We learned that by asking all of the questions upfront, we increased friction and risk that the user would abandon the process. As a result, we decided to change the user flow to begin with the basic profile information (name and email), and then give the user the option to continue the on-boarding process or jump into the app itself.
Lightweight Design System
I spearheaded the rebuild of the design system while my teammate worked on the copy and fine-tuned symbols. Based on the input we received from classmates, the client, and our instructor, we chose to move forward with a light theme, to better convey calmness and support.
Based on the wireframe, we divided the screens. I was responsible for the introductory screens including: landing, value propositions, name input, and user type.
In total we created over 70 screens to indicate the difference in copy based on user type (prenatal or postpartum), highlight error states, and illustrate various states (e.g., default, active, complete).
To maximize compatibility with Web, Android, and iOS, our instructor recommended that we design for an iPhone 8.
We wanted to communicate the purpose and value of Fovi upfront to encourage users to sign up. We chose to present this information in a more approachable and engaging way by placing each value proposition on a different screen.

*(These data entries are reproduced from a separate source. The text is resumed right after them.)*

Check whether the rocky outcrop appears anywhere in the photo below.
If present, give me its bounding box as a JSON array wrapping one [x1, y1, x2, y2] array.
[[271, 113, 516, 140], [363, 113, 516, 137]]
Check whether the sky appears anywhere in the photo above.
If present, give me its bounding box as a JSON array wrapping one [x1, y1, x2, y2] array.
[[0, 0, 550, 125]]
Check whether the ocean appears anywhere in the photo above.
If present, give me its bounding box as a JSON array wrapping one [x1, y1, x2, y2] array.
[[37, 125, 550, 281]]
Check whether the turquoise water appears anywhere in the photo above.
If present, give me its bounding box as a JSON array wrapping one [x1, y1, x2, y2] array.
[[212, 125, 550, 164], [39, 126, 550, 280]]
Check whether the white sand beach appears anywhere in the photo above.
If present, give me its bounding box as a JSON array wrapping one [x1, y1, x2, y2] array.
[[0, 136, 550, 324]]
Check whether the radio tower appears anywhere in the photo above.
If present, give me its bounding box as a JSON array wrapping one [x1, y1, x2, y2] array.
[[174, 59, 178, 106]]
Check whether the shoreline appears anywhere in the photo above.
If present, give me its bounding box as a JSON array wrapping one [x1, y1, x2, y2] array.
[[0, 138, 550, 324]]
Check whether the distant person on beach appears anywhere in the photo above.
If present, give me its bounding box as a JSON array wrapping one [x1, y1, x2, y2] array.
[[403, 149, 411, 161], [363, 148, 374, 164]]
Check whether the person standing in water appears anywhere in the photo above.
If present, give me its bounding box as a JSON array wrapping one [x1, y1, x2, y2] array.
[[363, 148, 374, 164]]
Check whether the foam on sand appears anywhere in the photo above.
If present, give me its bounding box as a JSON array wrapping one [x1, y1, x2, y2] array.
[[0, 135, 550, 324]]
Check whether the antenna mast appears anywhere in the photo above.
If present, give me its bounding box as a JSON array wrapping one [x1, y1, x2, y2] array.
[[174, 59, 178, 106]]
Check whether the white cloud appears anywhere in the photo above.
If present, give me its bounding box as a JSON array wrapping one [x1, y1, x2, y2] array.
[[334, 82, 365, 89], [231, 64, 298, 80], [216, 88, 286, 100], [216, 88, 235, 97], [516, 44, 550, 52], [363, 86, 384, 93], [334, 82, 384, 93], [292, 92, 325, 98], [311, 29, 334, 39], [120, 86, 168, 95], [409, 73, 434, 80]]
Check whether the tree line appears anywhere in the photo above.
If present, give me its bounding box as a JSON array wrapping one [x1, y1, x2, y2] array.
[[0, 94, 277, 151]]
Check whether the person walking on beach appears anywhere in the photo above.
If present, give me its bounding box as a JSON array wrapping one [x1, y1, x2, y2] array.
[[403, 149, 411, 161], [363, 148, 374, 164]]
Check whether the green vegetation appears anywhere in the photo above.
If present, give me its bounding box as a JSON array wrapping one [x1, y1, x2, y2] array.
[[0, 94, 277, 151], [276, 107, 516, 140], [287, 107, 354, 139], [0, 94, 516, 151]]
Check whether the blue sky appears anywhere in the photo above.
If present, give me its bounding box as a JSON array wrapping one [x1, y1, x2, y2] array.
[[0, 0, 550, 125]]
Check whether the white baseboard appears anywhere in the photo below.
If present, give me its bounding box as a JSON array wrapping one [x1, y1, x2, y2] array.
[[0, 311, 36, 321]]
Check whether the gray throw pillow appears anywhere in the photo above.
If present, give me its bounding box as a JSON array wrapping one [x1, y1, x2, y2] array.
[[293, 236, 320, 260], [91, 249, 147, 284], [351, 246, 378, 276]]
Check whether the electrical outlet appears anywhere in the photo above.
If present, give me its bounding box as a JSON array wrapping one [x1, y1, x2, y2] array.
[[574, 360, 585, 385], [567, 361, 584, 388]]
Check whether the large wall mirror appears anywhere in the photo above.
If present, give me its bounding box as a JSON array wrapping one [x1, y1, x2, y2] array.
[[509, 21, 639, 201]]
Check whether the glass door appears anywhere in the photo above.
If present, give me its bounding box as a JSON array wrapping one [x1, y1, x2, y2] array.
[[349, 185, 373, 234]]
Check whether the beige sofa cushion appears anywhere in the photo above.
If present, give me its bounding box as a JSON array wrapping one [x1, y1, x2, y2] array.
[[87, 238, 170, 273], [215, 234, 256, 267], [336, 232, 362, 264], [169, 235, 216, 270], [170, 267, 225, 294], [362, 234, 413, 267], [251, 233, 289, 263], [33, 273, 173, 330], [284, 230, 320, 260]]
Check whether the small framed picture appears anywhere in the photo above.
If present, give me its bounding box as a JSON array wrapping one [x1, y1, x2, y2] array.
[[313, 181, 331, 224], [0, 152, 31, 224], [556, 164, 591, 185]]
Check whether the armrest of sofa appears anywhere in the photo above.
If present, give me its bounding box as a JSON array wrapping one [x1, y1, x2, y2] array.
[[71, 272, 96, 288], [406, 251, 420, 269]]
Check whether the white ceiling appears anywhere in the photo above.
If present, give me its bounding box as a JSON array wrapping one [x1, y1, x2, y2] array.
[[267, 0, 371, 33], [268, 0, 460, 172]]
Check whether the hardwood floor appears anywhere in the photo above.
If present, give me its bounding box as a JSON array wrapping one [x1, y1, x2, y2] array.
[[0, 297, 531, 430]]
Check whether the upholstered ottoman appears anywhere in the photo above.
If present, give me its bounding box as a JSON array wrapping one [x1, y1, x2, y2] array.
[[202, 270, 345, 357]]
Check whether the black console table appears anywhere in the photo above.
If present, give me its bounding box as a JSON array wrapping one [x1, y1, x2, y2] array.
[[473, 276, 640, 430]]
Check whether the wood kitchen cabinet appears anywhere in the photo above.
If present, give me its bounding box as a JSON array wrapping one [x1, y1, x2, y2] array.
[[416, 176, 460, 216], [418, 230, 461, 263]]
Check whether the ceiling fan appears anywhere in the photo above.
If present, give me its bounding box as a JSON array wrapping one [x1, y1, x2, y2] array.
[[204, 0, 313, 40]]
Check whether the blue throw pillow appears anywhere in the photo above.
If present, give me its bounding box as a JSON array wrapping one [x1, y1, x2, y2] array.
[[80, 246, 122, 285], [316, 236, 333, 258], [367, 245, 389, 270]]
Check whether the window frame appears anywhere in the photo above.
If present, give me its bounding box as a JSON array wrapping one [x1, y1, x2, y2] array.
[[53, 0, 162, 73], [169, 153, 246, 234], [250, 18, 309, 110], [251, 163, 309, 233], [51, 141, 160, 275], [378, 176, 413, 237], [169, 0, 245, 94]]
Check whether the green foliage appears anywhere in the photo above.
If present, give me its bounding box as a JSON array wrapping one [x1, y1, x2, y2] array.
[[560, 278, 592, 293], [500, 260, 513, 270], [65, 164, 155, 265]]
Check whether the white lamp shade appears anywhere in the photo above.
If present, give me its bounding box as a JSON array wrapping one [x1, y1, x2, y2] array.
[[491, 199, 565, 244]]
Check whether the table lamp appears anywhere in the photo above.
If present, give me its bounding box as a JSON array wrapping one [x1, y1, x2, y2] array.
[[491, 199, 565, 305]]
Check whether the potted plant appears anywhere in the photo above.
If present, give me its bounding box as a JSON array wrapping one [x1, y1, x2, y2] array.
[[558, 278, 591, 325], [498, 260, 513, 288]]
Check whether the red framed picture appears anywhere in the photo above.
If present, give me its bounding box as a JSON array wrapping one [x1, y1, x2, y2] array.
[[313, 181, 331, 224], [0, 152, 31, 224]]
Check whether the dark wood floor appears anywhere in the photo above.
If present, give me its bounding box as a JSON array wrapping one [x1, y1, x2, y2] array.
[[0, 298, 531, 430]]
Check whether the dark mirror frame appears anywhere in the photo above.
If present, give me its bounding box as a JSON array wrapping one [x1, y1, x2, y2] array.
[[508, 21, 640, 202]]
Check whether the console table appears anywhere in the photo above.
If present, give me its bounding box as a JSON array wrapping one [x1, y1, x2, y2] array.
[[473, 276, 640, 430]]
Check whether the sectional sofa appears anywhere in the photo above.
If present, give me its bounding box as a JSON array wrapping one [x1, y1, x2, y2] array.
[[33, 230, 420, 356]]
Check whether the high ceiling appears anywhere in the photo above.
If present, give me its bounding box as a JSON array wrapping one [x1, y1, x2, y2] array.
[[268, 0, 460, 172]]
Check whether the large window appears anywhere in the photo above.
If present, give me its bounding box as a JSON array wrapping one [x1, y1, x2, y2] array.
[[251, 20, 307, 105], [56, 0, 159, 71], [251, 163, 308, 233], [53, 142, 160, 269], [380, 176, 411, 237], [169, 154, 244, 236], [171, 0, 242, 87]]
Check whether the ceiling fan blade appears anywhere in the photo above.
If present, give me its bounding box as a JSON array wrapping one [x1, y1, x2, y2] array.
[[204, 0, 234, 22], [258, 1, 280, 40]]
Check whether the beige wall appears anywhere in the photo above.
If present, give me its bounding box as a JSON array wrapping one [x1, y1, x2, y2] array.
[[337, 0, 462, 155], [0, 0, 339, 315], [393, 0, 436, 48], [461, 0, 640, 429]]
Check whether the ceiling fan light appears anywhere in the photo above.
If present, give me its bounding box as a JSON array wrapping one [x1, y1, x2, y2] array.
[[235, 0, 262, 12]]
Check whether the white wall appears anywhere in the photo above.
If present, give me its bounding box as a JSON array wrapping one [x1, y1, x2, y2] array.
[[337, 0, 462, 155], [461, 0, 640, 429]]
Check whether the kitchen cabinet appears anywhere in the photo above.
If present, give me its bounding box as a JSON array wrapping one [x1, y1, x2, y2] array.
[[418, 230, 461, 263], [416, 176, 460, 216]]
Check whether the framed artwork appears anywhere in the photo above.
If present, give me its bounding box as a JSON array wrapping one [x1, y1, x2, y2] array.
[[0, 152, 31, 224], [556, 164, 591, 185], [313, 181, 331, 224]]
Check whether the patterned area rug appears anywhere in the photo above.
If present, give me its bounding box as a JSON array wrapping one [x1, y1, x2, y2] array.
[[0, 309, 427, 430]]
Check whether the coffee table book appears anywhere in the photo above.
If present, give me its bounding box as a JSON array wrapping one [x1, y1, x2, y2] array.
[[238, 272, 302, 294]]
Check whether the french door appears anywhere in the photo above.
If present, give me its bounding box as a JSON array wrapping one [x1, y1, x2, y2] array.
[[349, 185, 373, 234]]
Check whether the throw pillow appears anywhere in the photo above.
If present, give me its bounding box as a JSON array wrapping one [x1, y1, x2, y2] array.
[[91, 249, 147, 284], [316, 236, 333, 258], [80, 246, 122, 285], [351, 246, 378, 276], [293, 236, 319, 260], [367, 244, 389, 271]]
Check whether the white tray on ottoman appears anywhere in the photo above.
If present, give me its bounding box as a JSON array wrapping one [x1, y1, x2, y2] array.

Each screen on the on-boarding flow features a casual, personal, and conversational tone to maintain the human touch that is present in Fovi’s current text-based service. We also felt this tone, along with frequent messages of encouragement, would further alleviate any concerns or hesitations, and create a safe space for users to provide honest information about their prenatal and postpartum experiences.

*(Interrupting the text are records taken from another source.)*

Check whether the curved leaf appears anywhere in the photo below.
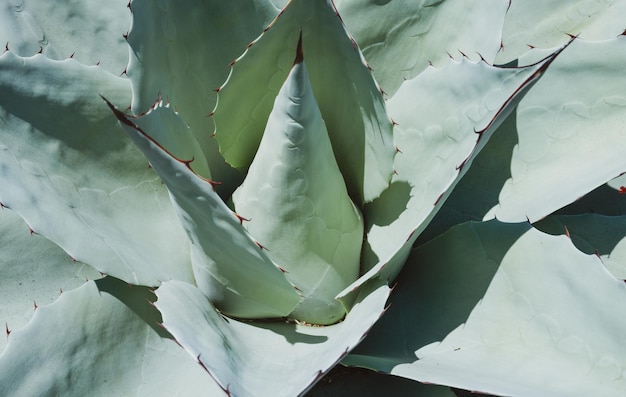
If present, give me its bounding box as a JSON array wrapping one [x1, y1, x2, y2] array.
[[0, 282, 220, 396], [233, 51, 363, 324], [346, 221, 626, 396], [0, 209, 100, 352], [342, 48, 558, 294], [0, 52, 193, 285], [213, 0, 395, 204], [486, 36, 626, 222], [496, 0, 626, 63], [335, 0, 509, 96], [0, 0, 130, 74], [156, 281, 389, 397], [107, 102, 300, 318], [128, 0, 278, 191]]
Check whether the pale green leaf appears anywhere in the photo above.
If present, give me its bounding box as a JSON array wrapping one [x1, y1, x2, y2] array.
[[128, 0, 278, 194], [335, 0, 509, 96], [0, 0, 130, 74], [0, 282, 222, 397], [348, 221, 626, 396], [338, 48, 556, 292], [496, 0, 626, 63], [535, 214, 626, 280], [0, 208, 100, 352], [214, 0, 395, 204], [0, 52, 193, 285], [486, 36, 626, 222], [156, 281, 389, 397], [109, 103, 300, 318], [233, 53, 363, 324]]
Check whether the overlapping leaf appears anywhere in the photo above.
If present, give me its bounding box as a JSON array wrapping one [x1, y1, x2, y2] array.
[[0, 52, 193, 285], [487, 36, 626, 222]]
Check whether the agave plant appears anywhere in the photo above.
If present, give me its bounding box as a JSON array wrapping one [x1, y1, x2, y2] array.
[[0, 0, 626, 396]]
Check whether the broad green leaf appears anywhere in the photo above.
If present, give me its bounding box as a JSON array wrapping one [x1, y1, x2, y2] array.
[[0, 52, 193, 285], [233, 47, 363, 324], [348, 221, 626, 396], [496, 0, 626, 63], [535, 214, 626, 280], [335, 0, 509, 96], [213, 0, 395, 205], [486, 36, 626, 222], [122, 100, 211, 179], [0, 208, 100, 352], [0, 282, 220, 396], [338, 48, 558, 293], [108, 103, 300, 318], [128, 0, 278, 194], [156, 281, 389, 397], [0, 0, 130, 75]]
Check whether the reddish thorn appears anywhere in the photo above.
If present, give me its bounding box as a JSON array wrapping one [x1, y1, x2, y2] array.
[[406, 227, 414, 241], [196, 354, 209, 372], [254, 241, 269, 251], [433, 193, 443, 205], [456, 157, 469, 172], [293, 29, 304, 65], [235, 212, 250, 225]]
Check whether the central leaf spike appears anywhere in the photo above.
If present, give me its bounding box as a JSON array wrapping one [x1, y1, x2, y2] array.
[[233, 33, 363, 324]]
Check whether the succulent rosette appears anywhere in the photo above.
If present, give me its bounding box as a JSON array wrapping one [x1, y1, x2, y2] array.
[[0, 0, 626, 396]]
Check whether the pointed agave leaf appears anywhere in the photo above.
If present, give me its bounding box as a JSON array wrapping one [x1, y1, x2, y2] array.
[[496, 0, 626, 64], [107, 102, 300, 318], [128, 0, 278, 190], [346, 221, 626, 396], [214, 0, 395, 204], [535, 214, 626, 280], [486, 36, 626, 222], [0, 208, 100, 352], [0, 52, 193, 285], [335, 0, 509, 96], [342, 46, 558, 295], [233, 47, 363, 324], [156, 281, 389, 397], [0, 0, 130, 75], [0, 282, 219, 397]]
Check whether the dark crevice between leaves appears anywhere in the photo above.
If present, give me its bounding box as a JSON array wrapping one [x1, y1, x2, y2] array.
[[95, 276, 174, 340]]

We originally had a laundry list of questions that our client wanted to know upfront, but we worked with her to separate the items into must-haves and nice-to-haves. Our final design gathers the information needed to construct a personalized dashboard (the must-haves), with the hypothesis that once the user sees the value of their input, they would be more inclined to provide the nice-to-have information. Upon client request, we included a few nice-to-have questions in the onboarding flow, however these questions also included a “Skip” option to reduce any friction. The form also dynamically adjusts based on the user’s responses to avoid questions that do not apply to the user.

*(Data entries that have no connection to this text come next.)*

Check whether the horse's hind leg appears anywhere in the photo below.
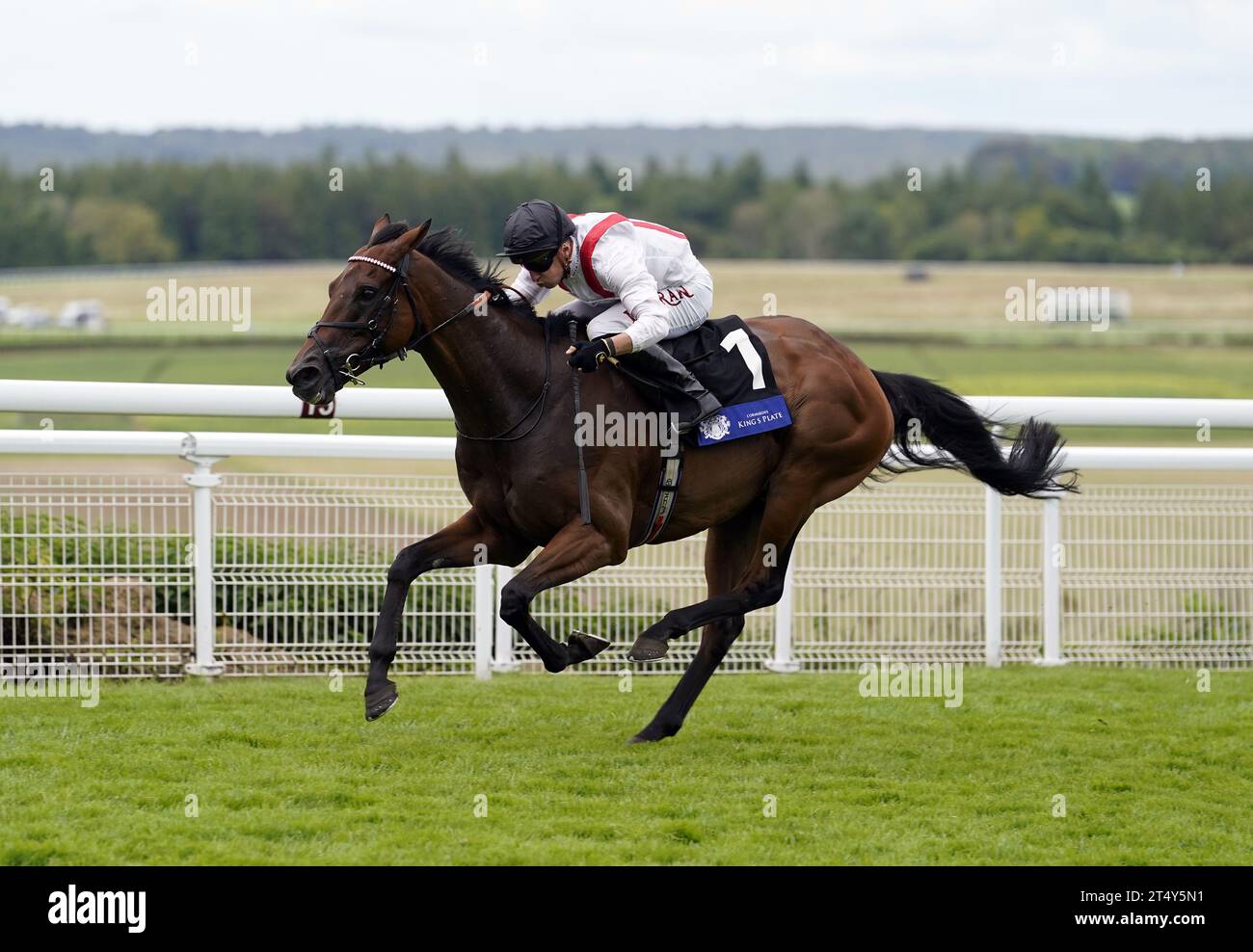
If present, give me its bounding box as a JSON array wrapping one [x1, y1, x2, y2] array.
[[631, 504, 761, 744], [626, 473, 821, 661], [366, 509, 530, 721], [500, 521, 626, 674]]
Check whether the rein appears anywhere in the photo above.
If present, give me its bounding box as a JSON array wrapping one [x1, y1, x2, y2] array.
[[306, 245, 552, 442]]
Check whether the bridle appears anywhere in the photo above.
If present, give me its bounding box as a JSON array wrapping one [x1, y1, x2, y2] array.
[[306, 245, 552, 442]]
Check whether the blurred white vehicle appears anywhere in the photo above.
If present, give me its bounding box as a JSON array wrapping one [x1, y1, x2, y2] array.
[[57, 301, 104, 331]]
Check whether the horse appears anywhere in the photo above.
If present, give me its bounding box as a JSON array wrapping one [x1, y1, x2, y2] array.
[[287, 214, 1073, 743]]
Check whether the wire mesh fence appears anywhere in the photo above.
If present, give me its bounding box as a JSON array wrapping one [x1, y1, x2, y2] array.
[[0, 475, 1253, 676]]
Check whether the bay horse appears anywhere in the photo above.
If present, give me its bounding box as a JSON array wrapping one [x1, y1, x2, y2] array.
[[287, 216, 1072, 743]]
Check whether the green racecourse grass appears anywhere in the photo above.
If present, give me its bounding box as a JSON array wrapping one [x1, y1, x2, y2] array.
[[0, 335, 1253, 446], [0, 668, 1253, 865]]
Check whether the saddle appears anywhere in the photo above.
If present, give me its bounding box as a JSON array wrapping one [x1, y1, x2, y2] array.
[[618, 314, 792, 446], [599, 314, 792, 545]]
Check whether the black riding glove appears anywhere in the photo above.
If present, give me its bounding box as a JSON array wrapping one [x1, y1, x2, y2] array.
[[565, 337, 615, 373]]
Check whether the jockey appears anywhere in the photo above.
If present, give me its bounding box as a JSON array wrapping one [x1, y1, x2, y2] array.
[[496, 199, 722, 434]]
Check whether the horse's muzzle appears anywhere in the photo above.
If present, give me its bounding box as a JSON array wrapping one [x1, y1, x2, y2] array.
[[287, 363, 334, 404]]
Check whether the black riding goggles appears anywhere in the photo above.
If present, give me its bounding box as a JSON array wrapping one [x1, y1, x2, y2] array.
[[509, 248, 558, 275]]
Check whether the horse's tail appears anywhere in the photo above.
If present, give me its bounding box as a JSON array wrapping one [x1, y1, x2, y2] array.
[[872, 371, 1075, 496]]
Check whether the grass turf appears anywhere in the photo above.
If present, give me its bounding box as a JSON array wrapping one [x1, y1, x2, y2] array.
[[0, 668, 1253, 864]]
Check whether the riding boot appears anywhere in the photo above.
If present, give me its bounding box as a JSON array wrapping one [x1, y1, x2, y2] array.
[[621, 345, 722, 435]]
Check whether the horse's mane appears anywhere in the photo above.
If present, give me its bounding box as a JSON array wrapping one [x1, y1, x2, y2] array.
[[366, 222, 535, 317]]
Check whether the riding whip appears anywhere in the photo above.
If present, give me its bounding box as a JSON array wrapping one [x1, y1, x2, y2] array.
[[571, 321, 592, 526]]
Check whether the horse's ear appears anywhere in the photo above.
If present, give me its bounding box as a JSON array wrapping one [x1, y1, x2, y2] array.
[[370, 213, 391, 241], [396, 218, 431, 254]]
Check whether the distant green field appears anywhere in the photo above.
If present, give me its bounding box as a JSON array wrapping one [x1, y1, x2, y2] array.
[[0, 260, 1253, 446], [0, 335, 1253, 446], [0, 667, 1253, 865], [0, 257, 1253, 343]]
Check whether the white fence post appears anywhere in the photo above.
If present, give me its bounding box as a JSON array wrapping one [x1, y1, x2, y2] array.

Rather than concealing sensitive responses, such as loss of pregnancy, we wanted to list it alongside the other options to indicate that it is not something users need to hide or should be ashamed of.
As we were defining the project plan, I was excited to include and be a part of the development of a design system because it allowed me to dive into the world of color, typography, UI components, grids, and more. It also effectively facilitated the process of working with a group of designers by ensuring consistency and alignment.
One of the biggest realizations of this project is the critical role of visual design. I was unaware of how powerful a change of theme (dark to light) can be for the overall perception of and experience with the product. When shaping the visual design, we had the brilliant challenge of not only establishing the product as a reliable health service but also creating a calm and soothing space to openly talk about sensitive topics. While I feel we made great progress on the visual design throughout the course of the project, I feel it has not quite hit the target, and so I am curious to continue exploring other styles.
Lastly, I strongly emphasize the need for feedback throughout the process — from defining the design system through high-fidelity mockups. The feedback provided by my classmates, client, and instructor was valuable, but it would have been more beneficial to talk to prenatal and postpartum women especially given the sensitivity of this topic.